Despite attempts by many elected officials, environmental advocates and even the state's attorney general to sway Governor Bobby Jindal to veto Senate Bill 469, Friday, he announced he signed the measure.
The bill aims to kill the East Bank levee board's lawsuit against 97 oil and gas companies for partial damage to coastal wetlands.
"[The governor] made a clear choice to stick people in Greater New Orleans with the bill, rather than get that money from the oil and gas industry," said Steve Murchie with the Gulf Restoration Network. "We feel like Governor Jindal abandoned the people of coastal Louisiana. You know, there was a clear cut choice here to hold the oil and gas industry accountable for the damage they've done to the wetlands. It's those wetlands that provide us protection from hurricanes and storm surge and flood protection."
Critics have also said the bill could threaten litigation connected to the 2010 BP oil spill -- but Jindal and his top attorney said they disagree.
Jindal calls the lawsuit frivolous, and those siding with the governor believe it threatens jobs across the state.
Friday, the Louisiana Association of Business and Industry said, "This law will help restore order and coordination to Louisiana's approach on how best to tackle our coastal challenge."
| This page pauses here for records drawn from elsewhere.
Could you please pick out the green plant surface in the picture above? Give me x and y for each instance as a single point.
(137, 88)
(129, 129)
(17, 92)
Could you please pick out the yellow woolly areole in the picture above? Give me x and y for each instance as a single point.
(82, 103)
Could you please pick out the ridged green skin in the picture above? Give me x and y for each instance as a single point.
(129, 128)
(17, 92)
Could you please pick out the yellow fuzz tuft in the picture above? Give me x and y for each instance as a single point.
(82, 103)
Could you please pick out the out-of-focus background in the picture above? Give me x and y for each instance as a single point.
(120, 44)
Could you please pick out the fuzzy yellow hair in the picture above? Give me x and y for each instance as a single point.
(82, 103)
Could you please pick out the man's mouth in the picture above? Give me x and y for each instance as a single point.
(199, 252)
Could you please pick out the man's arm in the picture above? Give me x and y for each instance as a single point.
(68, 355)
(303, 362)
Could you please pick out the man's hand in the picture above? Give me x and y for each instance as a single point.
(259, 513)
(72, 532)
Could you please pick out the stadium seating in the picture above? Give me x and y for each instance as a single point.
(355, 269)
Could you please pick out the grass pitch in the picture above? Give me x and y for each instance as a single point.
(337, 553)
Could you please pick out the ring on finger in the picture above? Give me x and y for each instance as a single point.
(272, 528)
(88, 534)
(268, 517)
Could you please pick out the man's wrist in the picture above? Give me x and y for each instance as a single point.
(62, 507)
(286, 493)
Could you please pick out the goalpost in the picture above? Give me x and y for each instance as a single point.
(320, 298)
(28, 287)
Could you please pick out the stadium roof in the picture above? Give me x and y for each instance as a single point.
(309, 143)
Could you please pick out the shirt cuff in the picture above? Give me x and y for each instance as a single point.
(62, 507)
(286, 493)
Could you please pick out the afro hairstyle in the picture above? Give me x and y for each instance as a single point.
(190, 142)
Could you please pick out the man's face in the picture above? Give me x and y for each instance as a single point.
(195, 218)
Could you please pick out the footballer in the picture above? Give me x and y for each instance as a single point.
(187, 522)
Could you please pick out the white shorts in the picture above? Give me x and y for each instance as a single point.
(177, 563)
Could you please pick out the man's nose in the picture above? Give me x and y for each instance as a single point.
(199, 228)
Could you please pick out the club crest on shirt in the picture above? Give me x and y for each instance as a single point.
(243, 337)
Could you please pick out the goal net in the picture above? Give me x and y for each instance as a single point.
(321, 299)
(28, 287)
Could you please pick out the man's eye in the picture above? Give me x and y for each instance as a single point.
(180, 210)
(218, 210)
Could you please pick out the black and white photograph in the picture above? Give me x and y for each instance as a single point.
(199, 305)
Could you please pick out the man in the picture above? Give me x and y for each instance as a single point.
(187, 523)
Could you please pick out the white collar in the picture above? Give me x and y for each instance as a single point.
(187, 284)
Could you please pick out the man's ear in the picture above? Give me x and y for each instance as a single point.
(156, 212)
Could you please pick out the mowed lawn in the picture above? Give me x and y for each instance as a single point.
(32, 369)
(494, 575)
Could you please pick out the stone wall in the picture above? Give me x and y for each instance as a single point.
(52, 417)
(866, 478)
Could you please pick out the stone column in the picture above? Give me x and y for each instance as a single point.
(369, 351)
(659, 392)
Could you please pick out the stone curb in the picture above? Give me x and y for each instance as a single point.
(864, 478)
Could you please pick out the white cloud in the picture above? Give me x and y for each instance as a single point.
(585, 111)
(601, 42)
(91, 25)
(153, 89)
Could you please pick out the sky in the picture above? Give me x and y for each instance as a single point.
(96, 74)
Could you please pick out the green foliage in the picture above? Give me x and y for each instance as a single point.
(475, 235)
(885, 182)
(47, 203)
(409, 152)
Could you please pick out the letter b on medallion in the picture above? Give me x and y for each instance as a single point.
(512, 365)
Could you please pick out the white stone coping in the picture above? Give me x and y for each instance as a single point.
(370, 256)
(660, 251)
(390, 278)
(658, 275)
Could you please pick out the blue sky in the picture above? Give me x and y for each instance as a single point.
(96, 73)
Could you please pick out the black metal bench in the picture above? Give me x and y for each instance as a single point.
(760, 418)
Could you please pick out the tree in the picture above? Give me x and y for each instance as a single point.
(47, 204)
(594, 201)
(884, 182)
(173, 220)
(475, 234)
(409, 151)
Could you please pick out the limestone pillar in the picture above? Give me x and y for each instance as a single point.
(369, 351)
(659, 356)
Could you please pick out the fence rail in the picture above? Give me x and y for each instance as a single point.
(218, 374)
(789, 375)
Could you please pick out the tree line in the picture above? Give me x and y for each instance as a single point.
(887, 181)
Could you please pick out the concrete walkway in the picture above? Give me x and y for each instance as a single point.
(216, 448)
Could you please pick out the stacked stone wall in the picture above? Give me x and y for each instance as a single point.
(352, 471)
But opposition has been widespread -- from a group of law professors from across the country to the New Orleans City Council.
"I'm very disappointed hearing that [Jindal] did sign it today," said District D Councilman Jared Brossett."In essence, I believe what that does is takes the power away from the citizens of Louisiana to seek relief."
"400 to 600 square miles of coastal Louisiana have been lost because of the oil and gas industry's activities in the wetlands. I don't consider that frivolous," Murchie said.
Critics of Jindal's decision believe the measure will be challenged in the courts.